レビュー

快感回路

なぜ快楽は人間を虜にするのか、、。この本を読めばわかります。

ディヴィット・リンデン先生という、名門ジョンホプキンス大学の神経科学者が快感を感じるメカニズムについて医学的に考察した本です。特に第4章の「性的な脳」は私好みのトピックです。

ダイジェスト

297ページの読み応えのある本ではありますが、掻い摘んで読んでもOKです。全体のテーマとして快感と依存があり、それぞれトピック別に考察されています。最初に脳内報酬回路に関するネズミや人体実験のお話、第2章でローマ時代に遡って人間と麻薬系の薬物のお話があります。第3章で過食・肥満、第4章で性、第5章でギャンブルを扱って、第6症は快楽回路の有用面(ランナーズハイ、瞑想状態など)、第7章で未来の展望について述べてます。

第4章の性に関しては、恋愛しているとき、性的興奮、異性愛者、オーガズム、セックス依存などでどのように脳が働いているか詳しく書かれています。
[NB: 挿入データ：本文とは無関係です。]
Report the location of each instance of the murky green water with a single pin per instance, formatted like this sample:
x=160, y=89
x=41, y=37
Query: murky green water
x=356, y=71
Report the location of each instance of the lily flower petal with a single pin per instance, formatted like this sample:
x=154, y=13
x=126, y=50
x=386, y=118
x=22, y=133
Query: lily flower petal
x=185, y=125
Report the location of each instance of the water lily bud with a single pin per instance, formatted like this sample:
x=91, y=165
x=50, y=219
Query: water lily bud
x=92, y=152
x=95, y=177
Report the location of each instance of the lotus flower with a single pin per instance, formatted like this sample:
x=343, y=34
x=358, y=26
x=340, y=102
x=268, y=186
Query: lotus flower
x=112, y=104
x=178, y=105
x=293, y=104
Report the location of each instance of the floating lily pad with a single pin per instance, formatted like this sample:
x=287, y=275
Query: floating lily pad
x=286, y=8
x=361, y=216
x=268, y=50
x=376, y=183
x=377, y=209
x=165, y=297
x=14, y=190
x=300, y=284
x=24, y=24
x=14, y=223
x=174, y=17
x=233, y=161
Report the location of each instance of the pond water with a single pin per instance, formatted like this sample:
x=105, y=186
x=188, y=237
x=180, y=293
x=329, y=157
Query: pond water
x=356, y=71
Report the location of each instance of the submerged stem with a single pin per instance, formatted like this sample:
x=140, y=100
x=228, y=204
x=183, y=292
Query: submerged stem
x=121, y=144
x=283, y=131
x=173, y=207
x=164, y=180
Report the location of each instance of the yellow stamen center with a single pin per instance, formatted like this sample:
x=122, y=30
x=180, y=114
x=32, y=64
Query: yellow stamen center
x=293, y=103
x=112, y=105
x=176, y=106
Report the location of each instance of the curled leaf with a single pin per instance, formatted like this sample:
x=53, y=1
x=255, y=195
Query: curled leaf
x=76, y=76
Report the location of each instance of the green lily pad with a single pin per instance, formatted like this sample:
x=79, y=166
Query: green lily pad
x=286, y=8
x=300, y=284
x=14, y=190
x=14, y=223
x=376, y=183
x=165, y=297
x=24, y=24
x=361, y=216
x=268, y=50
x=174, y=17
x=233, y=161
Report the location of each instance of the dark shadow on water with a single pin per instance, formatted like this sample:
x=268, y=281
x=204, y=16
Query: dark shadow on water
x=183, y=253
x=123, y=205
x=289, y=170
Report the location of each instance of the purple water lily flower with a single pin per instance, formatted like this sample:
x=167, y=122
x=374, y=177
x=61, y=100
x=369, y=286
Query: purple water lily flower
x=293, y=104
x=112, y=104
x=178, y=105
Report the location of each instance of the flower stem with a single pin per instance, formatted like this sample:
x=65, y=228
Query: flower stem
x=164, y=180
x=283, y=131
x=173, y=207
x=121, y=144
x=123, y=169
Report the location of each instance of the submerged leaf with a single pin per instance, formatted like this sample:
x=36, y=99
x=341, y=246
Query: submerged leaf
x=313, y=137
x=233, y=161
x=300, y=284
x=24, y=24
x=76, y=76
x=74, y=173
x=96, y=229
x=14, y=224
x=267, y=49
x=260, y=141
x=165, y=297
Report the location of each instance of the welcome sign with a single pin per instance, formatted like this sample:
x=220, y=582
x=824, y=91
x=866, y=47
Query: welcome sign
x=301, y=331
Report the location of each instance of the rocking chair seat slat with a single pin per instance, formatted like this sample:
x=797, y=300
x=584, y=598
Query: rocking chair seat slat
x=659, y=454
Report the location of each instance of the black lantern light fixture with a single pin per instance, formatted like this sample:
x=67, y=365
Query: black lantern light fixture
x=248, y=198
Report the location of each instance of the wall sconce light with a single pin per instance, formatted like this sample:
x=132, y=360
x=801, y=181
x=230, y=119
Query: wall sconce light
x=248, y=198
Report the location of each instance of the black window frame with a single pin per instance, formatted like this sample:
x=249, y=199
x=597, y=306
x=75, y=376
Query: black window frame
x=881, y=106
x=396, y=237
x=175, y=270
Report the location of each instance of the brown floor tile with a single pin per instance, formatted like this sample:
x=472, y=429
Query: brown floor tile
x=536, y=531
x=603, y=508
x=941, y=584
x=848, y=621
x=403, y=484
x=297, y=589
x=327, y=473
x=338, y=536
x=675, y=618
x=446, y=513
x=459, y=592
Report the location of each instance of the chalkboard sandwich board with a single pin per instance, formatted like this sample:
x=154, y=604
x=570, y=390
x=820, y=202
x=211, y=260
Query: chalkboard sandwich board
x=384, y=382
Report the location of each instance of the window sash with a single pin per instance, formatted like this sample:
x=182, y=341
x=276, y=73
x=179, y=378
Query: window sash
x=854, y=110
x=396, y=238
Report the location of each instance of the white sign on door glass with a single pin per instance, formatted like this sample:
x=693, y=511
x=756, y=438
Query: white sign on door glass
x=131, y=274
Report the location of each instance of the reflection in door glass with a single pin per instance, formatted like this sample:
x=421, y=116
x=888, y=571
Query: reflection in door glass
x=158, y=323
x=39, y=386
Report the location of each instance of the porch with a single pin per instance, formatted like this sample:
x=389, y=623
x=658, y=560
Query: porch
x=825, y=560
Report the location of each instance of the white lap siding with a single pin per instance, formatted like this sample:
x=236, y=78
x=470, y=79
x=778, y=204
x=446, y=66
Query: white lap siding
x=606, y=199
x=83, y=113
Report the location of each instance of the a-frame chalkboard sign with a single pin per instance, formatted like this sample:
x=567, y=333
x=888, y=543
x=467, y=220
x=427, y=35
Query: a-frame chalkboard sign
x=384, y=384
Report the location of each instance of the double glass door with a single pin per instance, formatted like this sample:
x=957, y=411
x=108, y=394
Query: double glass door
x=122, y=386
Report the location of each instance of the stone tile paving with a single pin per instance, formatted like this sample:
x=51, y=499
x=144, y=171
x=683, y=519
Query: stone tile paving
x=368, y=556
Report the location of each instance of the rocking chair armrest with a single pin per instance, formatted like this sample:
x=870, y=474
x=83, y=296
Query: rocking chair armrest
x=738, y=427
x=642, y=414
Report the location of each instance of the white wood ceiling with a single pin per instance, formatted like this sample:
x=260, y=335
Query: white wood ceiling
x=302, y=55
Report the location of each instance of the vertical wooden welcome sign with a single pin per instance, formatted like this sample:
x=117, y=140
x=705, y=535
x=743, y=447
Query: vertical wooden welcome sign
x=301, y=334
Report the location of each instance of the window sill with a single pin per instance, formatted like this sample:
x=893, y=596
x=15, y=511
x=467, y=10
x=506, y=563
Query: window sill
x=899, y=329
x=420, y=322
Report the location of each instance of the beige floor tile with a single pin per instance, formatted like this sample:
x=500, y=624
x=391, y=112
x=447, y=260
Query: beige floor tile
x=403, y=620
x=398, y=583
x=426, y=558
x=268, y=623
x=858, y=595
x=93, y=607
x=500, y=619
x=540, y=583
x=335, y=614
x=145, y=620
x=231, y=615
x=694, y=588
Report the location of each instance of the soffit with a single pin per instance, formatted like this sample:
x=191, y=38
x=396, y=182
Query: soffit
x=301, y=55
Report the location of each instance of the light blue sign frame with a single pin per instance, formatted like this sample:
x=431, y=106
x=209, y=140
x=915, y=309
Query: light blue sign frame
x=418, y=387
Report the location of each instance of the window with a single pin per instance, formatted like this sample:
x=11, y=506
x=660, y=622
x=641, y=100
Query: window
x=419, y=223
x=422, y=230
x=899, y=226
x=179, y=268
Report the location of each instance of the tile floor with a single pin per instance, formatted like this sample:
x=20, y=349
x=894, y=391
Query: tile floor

例えば、ちょっと専門的ですが、オーガズムの間に現れる脳の活動パターンは「内側前脳快感回路のドーパミン作動性のニューロンが強く活性化されている」ってなことが詳しく解説されており、科学好きの方はナルホドが多いかもしれません。

最後に、この本は難しい本ですか?

私は一応生理学の知識が多少あるドクターだからかもしれませんが、あまり抵抗なく読み進めることができました。知識のバックグラウンドがなくてもネタ自体が面白いので、どんどん読み進められると思います。

この本を読んだら、快感を覚えることが脳内伝達物質の作用によることがわかるんです。もし自分が何かに依存していたら、快感物質が脳内で溢れる体験をしているということになりますね。

ちなみに私は日々の診療でオーガズムを感じなくなってしまった患者さんを診療してます。なかなか有効な治療がないのですが(薬物療法は皆無と言って良いでしょう)、そのロジック(病因)が理解できただけでも得したような気がしました。